When the ao dai fell into disfavor in socialist Vietnam, Vietnamese who had immigrated to the United States,
Canada, Australia, or France preserved it as a symbol of their ethnic heritage. Ao dai can be seen at fashion shows, Tet (Lunar New Year) celebrations, weddings, and musical performances throughout the diaspora, which numbered approximately 2.5 million in 2003. Like the Chinese cheongsam and the Japanese kimono, the ao dai has also inspired non-Asian designers. Following the 1992 films Indochine and The Lover, both set in the French colonial period, Ralph Lauren, Richard Tyler, Claude Montana, and Giorgio Armani debuted ao dai-inspired collections. While “Indo-Chic” fashions can be Orientalist in their celebration of a demure, sexy, and exotic Vietnamese femininity, they are typically welcomed in Vietnam as evidence that the ao dai has entered the canon of international fashion. The ao dai’s twenty-first-century revival in Vietnam rests as much on this newly fashionable status as on its links to the past.

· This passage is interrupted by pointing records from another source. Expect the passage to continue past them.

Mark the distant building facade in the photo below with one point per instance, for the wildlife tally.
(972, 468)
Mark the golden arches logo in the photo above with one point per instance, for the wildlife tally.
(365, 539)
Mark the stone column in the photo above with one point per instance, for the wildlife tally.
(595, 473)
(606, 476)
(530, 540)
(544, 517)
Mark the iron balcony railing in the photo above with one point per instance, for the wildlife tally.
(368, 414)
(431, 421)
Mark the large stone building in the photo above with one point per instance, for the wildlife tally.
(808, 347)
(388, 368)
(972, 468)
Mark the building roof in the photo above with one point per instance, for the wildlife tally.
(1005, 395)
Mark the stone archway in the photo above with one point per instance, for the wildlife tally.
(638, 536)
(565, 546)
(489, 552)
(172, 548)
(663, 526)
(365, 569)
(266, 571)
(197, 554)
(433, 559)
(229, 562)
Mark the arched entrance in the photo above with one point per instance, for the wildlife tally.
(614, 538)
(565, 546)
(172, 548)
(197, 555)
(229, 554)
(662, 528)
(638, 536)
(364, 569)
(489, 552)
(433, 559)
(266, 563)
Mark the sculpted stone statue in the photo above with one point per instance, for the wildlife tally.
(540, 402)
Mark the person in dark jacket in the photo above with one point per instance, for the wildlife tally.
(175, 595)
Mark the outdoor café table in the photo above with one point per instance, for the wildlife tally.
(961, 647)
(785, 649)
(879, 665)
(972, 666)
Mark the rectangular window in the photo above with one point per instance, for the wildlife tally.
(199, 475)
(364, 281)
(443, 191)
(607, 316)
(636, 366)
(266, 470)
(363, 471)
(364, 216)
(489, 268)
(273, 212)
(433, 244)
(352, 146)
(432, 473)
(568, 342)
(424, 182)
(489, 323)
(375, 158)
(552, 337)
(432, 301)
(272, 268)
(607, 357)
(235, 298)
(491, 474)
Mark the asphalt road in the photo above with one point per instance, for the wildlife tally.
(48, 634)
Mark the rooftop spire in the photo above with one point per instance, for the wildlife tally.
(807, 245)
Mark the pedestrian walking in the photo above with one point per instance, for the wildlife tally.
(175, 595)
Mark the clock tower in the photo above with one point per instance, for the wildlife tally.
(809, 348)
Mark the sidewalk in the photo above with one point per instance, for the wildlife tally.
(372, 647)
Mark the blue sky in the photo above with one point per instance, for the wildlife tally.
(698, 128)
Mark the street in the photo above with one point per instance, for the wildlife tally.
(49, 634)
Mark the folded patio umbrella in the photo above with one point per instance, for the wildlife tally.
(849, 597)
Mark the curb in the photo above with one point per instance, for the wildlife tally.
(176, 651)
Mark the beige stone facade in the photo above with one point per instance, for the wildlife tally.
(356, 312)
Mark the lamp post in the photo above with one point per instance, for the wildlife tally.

Doan Thi Tinh. Tim Hieu Trang Phuc Viet Nam. Hanoi, Vietnam: Nha Xuat Ban Ha Noi, 1987.
Leshkowich, Ann Marie. “The Ao Dai Goes Global: How International Influences and Female Entrepreneurs Have Shaped Vietnam’s ‘National Costume.’” In Re-Orienting Fashion: The Globalization of Asian Dress. Edited by Sandra Niessen, Ann Marie Leshkowich, and Carla Jones. Oxford and New York: Berg, 2003.
Ngo Duc Thinh. Trang Phuc Co Truyen Cac Dan Toc Viet Nam. Hanoi, Vietnam: Van Hoa Dan Toc, 1994.
Nguyen Ngac, and Nguyen Van Luan. Un siècle d’histoire de la robe des Vietnamiennes. Saigon, Vietnam: Direction des Affaires Culturelles, 1974.
Nguyen Thi Duc. Van Hoa Trang Phuc tu Truyen Thong den Hien Dai. Hanoi, Vietnam: Nha Xuat Ban Van Hoa Thong Tin, 1998.
Nguyen Van Ky. La société Vietnamienne face a la modernité. Paris: L’Harmattan, 1995.
Nhi T. Lieu “Remembering the Nation Through Pageantry: Femininity and the Politics of Vietnamese Womanhood in the Hoa Hau Ao Dai Contest.” Frontiers 21, no. 1/2 (2000): 127-151.